An ACT school principal’s stand against mandatory vaccination against COVID-19 for school staff has thrown the spotlight on the growing number of ‘no jab, no job’ orders across the public and private sectors.
Charnwood-Dunlop School principal Rob Lans appeared with One Nation Senator Malcolm Roberts in a video posted on an anti-vaccination Facebook page.
Mr Lans spoke out against the public health order, saying it was coercive and violated his right to choose whether he is vaccinated or not.
The Education Directorate has since told parents that Mr Lans won’t be returning to school this week but “will be taking some time out of the workplace”.
While Mr Lans may have been unwise to connect himself with One Nation and the fringe anti-vaxxer group that hosted the video, his situation should concern anyone who professes to uphold civil liberties and human rights.
Vaccination is a medical intervention that, like most of them, is not risk-free, but comes down to a balance of risks and benefits. There are adverse events. It just comes down to whether the overall benefits outweigh them.
In the case of COVID-19, it is clear that without a defined treatment for the virus, vaccines are the best bet to control the pandemic and break the chain of debilitating lockdowns and social restrictions that have crippled societies and their economies across the world.
The death toll, ongoing illness and economic cost make for a compelling argument for vaccination, and it is understandable governments and businesses want to limit the risk of more damage.
In the ACT, the government understandably wants to protect higher-risk categories, such as children under 12 who cannot yet be vaccinated.
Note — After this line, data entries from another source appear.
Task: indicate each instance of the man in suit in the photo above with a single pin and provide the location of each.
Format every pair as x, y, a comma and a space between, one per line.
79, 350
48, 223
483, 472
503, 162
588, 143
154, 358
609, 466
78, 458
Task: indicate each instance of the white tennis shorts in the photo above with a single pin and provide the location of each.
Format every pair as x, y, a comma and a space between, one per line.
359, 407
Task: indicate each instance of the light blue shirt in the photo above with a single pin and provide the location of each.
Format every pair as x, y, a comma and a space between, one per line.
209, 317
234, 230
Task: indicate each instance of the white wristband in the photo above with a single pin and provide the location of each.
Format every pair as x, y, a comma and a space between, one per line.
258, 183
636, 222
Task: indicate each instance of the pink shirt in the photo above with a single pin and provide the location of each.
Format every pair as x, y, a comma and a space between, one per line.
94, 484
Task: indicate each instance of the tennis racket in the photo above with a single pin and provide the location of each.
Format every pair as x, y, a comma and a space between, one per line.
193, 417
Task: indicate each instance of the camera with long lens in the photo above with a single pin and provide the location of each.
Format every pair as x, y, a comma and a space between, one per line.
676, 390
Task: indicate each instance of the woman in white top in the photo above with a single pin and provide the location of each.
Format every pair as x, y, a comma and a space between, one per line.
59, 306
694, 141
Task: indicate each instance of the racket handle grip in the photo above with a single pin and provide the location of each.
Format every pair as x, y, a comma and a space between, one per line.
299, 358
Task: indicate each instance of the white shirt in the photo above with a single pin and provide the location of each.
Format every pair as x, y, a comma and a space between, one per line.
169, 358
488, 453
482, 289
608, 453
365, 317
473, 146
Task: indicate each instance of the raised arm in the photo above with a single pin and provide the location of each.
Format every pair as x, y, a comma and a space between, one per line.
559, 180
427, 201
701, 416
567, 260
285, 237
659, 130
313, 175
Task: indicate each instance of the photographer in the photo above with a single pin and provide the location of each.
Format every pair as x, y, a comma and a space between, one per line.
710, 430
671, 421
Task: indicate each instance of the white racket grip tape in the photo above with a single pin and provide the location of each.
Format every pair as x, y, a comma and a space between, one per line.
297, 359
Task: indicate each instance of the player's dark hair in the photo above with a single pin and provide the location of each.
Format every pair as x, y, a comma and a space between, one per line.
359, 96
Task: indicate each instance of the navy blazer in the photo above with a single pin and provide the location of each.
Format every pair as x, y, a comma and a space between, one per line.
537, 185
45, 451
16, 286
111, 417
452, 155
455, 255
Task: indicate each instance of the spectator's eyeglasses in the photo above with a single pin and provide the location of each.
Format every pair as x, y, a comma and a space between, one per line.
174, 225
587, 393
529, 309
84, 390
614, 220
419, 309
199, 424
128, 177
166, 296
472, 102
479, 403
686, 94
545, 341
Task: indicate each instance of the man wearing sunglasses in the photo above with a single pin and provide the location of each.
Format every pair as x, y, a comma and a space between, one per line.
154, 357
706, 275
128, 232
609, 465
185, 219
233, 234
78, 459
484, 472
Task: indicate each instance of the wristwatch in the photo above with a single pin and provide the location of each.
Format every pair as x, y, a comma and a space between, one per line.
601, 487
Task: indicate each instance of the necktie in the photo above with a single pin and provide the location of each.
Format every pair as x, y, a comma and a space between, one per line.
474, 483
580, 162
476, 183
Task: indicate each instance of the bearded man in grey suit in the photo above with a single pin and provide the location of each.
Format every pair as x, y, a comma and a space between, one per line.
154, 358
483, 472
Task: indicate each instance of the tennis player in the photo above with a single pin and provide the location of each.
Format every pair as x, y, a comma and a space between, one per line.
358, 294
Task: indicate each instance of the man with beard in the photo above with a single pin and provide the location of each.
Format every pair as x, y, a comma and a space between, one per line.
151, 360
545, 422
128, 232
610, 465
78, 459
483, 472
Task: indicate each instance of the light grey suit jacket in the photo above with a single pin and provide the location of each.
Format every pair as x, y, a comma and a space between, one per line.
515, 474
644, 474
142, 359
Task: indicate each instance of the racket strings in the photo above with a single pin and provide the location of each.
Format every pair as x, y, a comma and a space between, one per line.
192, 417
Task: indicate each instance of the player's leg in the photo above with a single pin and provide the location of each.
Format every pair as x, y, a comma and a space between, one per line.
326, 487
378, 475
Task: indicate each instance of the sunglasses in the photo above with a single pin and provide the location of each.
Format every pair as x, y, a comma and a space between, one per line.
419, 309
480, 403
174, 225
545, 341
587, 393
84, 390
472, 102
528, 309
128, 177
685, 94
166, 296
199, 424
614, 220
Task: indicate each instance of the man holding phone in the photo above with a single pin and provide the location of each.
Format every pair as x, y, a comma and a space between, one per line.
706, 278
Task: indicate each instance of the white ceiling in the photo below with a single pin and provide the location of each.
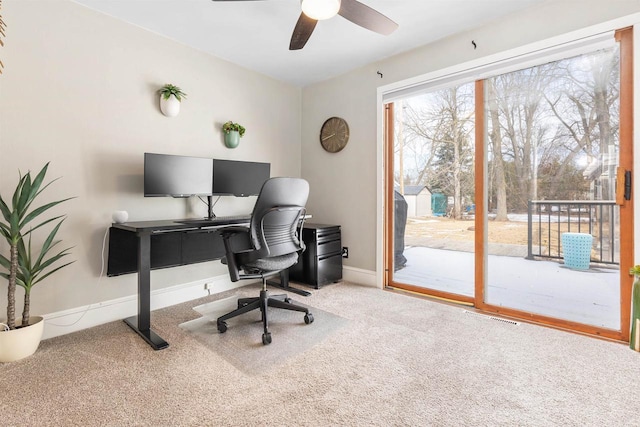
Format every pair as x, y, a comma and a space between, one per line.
256, 34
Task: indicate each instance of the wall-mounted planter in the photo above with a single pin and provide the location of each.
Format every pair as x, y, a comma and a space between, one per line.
232, 139
169, 107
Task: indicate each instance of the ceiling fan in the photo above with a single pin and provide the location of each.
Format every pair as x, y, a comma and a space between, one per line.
317, 10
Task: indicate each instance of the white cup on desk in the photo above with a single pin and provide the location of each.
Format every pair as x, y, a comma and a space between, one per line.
120, 216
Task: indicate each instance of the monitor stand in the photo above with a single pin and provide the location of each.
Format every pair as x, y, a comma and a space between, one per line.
210, 214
This risk management is colliding with the minority of people who feel they should have the right to take their chances and manage their own health.
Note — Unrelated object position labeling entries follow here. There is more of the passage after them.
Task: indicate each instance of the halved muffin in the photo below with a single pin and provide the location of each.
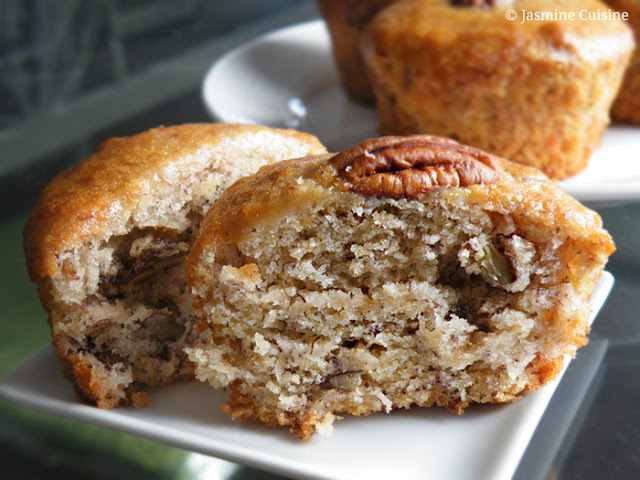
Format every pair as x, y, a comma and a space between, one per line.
107, 245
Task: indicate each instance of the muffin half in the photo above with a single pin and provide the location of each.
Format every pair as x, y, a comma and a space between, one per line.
406, 270
107, 245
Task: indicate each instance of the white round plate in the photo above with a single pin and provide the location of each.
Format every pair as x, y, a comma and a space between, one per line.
287, 79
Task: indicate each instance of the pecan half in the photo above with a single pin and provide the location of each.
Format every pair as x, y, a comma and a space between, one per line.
409, 166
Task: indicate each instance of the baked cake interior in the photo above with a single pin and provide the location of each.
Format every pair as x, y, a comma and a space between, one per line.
365, 303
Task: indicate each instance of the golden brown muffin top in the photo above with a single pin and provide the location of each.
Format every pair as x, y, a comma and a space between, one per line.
404, 26
494, 184
101, 194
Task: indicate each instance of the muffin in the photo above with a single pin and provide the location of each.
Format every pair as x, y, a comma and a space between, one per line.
403, 271
107, 245
537, 92
626, 107
345, 20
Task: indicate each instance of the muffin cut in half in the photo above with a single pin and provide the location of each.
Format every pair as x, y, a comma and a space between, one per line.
406, 270
107, 245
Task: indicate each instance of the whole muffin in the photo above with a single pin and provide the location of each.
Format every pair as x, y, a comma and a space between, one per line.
402, 271
345, 20
537, 92
107, 245
626, 107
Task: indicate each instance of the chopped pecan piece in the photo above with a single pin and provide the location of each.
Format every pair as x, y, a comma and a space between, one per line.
409, 166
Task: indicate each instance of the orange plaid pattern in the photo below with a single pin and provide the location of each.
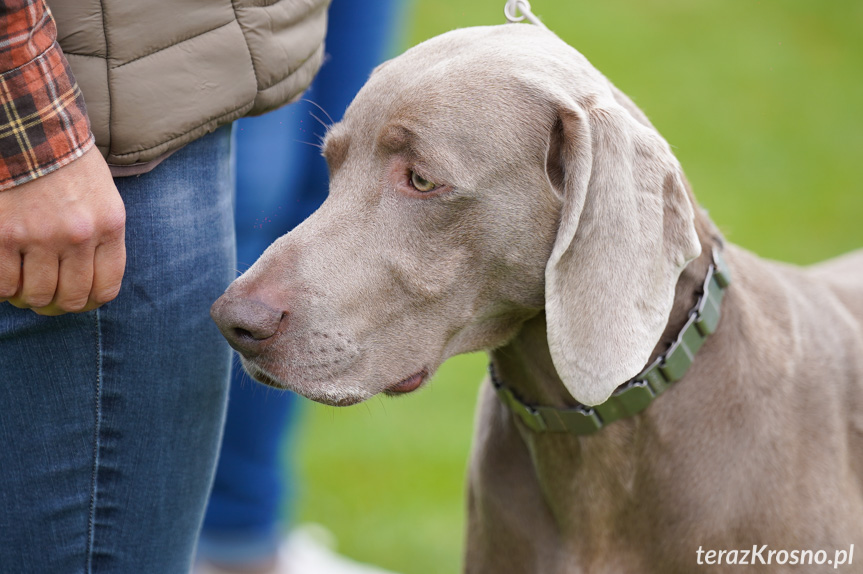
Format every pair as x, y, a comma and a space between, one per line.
43, 119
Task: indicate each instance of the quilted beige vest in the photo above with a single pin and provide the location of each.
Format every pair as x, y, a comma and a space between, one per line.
157, 74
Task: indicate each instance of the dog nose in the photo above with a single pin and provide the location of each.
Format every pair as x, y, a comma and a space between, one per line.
247, 324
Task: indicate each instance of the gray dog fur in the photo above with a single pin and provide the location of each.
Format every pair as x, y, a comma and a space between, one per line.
563, 238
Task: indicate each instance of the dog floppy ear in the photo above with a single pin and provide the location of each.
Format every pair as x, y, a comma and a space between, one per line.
626, 232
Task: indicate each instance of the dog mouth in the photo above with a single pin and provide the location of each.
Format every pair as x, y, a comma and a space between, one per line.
409, 384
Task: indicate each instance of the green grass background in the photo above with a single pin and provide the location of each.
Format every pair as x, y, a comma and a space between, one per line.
762, 101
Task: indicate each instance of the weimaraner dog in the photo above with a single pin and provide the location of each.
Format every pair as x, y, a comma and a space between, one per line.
491, 190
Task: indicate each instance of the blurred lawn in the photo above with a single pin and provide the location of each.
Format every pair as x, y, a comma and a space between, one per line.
762, 102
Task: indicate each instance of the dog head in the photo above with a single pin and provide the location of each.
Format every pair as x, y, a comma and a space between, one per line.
480, 178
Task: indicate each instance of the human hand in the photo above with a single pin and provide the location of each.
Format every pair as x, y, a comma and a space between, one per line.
62, 239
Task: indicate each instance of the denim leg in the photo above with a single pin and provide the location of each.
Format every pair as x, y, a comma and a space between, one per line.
281, 179
111, 420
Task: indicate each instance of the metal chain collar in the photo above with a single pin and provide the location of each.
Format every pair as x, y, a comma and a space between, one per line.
636, 394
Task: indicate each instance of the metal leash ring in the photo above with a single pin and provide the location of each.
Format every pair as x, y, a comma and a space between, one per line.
513, 7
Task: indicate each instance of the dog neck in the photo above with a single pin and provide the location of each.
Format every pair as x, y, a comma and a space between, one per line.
525, 363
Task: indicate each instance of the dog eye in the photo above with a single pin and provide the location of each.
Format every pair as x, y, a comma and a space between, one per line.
421, 184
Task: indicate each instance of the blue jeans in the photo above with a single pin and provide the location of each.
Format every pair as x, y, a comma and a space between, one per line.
281, 179
110, 421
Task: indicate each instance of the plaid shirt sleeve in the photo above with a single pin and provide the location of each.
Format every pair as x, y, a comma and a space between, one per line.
43, 120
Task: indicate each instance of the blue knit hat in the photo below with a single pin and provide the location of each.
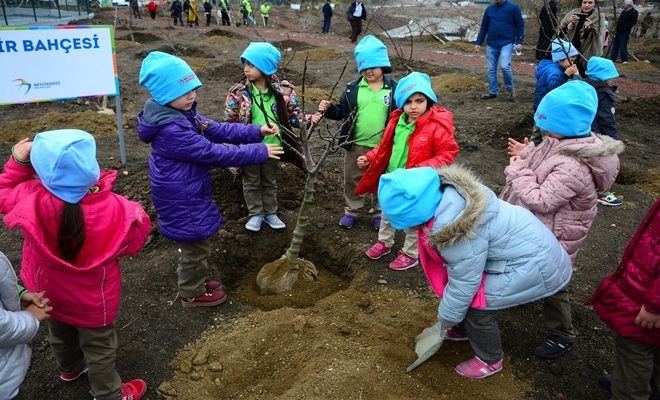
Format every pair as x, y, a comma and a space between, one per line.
264, 56
65, 161
568, 110
414, 82
167, 77
560, 48
371, 53
601, 69
409, 197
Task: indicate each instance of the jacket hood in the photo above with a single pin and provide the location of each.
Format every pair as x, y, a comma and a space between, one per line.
599, 153
543, 67
154, 115
464, 215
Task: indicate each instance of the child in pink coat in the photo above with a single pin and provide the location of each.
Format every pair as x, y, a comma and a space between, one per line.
557, 181
75, 229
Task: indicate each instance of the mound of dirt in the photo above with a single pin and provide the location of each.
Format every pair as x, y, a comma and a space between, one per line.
456, 83
218, 40
348, 343
319, 54
90, 121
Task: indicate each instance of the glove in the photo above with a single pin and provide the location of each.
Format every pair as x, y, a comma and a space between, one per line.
428, 343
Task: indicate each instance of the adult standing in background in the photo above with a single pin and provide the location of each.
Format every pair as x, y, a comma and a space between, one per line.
547, 30
356, 13
627, 19
585, 28
504, 29
327, 16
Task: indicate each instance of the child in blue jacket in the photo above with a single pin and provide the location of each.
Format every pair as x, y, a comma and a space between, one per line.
185, 145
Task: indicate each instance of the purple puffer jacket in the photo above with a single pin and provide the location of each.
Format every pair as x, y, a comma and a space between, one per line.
184, 146
557, 181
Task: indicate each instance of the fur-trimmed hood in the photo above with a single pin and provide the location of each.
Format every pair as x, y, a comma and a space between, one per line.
458, 217
599, 153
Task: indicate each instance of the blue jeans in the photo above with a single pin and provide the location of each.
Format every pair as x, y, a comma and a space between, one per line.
620, 42
501, 56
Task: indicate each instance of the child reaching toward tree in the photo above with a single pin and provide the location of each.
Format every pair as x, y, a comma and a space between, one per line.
364, 107
418, 134
557, 181
261, 98
184, 146
480, 254
75, 229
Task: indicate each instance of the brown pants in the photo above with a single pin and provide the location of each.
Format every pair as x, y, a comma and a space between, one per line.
193, 269
636, 374
356, 28
75, 346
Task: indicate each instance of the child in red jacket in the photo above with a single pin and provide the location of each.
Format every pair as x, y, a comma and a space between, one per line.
419, 134
75, 229
628, 301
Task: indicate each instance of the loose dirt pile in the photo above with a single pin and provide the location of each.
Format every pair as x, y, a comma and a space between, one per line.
90, 121
352, 341
456, 83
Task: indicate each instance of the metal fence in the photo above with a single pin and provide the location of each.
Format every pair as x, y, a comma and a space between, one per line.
27, 12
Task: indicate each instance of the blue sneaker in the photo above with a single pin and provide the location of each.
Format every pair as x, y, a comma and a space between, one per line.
275, 222
254, 223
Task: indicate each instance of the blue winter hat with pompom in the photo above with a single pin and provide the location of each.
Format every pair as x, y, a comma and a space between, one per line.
409, 197
167, 77
65, 161
371, 53
264, 56
568, 110
415, 82
601, 69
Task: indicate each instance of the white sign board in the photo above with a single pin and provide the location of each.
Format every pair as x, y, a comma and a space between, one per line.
55, 63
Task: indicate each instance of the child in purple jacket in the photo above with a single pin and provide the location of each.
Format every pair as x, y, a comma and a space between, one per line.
185, 145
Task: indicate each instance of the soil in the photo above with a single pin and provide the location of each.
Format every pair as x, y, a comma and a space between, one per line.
350, 335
It is an extension of the ‘no jab, no play’ controversy that embroiled child care settings, but on a broader scale.
Some governments have also adopted the requirements for vaccine passports or certificates to move freely about or receive services, something Chief Minister Andrew Barr has fiercely resisted.
He argues that it is too big a step to take to limit a person’s human rights, raises too many legal and compliance questions and that such actions have the potential to become permanent.
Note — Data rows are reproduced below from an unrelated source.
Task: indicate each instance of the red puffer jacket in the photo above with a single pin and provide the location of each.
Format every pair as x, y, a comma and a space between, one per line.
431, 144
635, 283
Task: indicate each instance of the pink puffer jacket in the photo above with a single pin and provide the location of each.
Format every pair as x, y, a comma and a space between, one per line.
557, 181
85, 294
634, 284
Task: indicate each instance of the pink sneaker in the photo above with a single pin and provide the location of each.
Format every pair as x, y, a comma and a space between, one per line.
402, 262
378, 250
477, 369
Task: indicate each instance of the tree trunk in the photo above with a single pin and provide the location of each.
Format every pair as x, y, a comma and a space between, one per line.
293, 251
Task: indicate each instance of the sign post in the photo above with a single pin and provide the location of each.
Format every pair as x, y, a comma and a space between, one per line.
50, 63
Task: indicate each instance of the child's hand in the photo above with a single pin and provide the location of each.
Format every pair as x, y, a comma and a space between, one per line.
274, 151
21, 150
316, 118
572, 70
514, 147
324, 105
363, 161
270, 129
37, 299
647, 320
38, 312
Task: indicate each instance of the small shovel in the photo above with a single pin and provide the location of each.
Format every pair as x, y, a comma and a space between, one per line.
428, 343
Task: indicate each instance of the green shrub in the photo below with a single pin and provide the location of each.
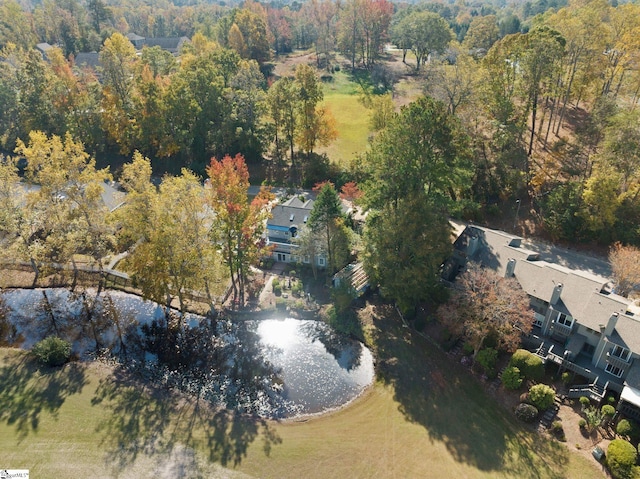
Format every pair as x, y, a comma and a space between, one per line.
621, 459
298, 304
628, 428
558, 430
526, 412
297, 288
541, 396
52, 351
529, 364
487, 358
511, 378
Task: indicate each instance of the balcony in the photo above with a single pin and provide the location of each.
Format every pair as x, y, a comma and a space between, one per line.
617, 362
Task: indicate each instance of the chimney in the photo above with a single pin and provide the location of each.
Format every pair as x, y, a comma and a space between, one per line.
555, 296
611, 325
473, 246
511, 266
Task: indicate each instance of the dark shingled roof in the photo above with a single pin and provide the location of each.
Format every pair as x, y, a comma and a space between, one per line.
171, 44
281, 215
585, 296
91, 60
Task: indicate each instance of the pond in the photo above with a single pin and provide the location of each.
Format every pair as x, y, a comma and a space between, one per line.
319, 369
272, 367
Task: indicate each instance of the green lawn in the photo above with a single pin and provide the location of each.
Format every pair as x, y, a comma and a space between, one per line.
424, 417
352, 119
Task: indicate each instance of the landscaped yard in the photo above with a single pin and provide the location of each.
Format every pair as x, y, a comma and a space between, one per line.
425, 417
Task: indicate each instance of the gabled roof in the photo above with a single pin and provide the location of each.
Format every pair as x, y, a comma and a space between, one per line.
585, 296
44, 47
292, 212
134, 37
171, 44
84, 60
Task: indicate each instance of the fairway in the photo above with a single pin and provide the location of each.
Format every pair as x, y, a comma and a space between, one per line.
352, 119
414, 422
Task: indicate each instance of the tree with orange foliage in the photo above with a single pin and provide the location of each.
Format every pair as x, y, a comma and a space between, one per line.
488, 306
238, 224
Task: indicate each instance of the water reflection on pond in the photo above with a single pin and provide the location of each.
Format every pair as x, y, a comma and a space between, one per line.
272, 368
319, 369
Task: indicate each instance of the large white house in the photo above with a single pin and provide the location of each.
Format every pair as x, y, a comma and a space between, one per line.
287, 220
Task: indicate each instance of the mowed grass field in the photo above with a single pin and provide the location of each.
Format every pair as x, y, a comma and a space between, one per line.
341, 96
424, 417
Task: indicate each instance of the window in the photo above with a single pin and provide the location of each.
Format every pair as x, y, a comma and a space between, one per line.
538, 319
614, 370
564, 320
588, 349
620, 352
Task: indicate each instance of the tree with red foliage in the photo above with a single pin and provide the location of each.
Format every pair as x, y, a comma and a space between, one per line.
239, 224
350, 191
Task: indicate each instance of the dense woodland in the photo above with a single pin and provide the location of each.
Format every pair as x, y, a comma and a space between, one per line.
535, 100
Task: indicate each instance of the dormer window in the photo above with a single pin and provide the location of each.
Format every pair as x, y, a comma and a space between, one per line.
620, 352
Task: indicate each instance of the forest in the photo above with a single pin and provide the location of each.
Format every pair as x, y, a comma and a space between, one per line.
519, 103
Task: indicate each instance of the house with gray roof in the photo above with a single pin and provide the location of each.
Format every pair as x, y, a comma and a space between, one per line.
287, 220
580, 323
170, 44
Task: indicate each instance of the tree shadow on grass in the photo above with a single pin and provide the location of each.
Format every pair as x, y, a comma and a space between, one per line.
454, 408
143, 421
28, 390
The same could be said of vaccine mandates, although at least in the ACT, there appears to be leeway for exemptions or redeployment to manage those who cannot comply for whatever reasons.
The ACT Human Rights Commission says public health directions around vaccine mandates should be based in legislation accompanied by a statement about its compatibility with human rights.
“It’s a very substantial limitation of rights to subject workforces to mandatory vaccination, so we would prefer that [in] legislative amendments,” Commissioner Dr Helen Watchirs told Budget estimates last week.
The mandates, time-limited though they may be, are infringements on our civil liberties that provide precedents for governments to interfere in the lives of its citizens, not so much a conspiracy as the good intentions that proverbially pave the road to hell.
Such coercive directions or laws should not be entered into lightly. They need to be framed carefully, have strict time limits, defined purposes and have the legislative guard-rails that prevent them from spreading into other areas of life.
The ACT’s mandates are tied to public health directions and will lapse with them, and Chief Health Officer Kerryn Coleman has said that when children are vaccinated it will be unlikely there will be a need for the schools one.
Dissident views such as those expressed by Mr Lans need to be respected and their proponents not vilified. They do not need to lose their employment and careers because of a principled or misguided stand, depending on your viewpoint.
The normalisation of coercive laws should not be entertained, just as the ongoing limits to our freedoms from anti-terror laws should not be accepted simply because the government wants to keep us safe.
It is hoped Mr Lans can return to his school when the situation has calmed and the ACT moves to some kind of normal with a vaccination rate close to 100 per cent.
If we can’t live with the 1 per cent who aren’t vaccinated, then the notion of living with the virus is meaningless.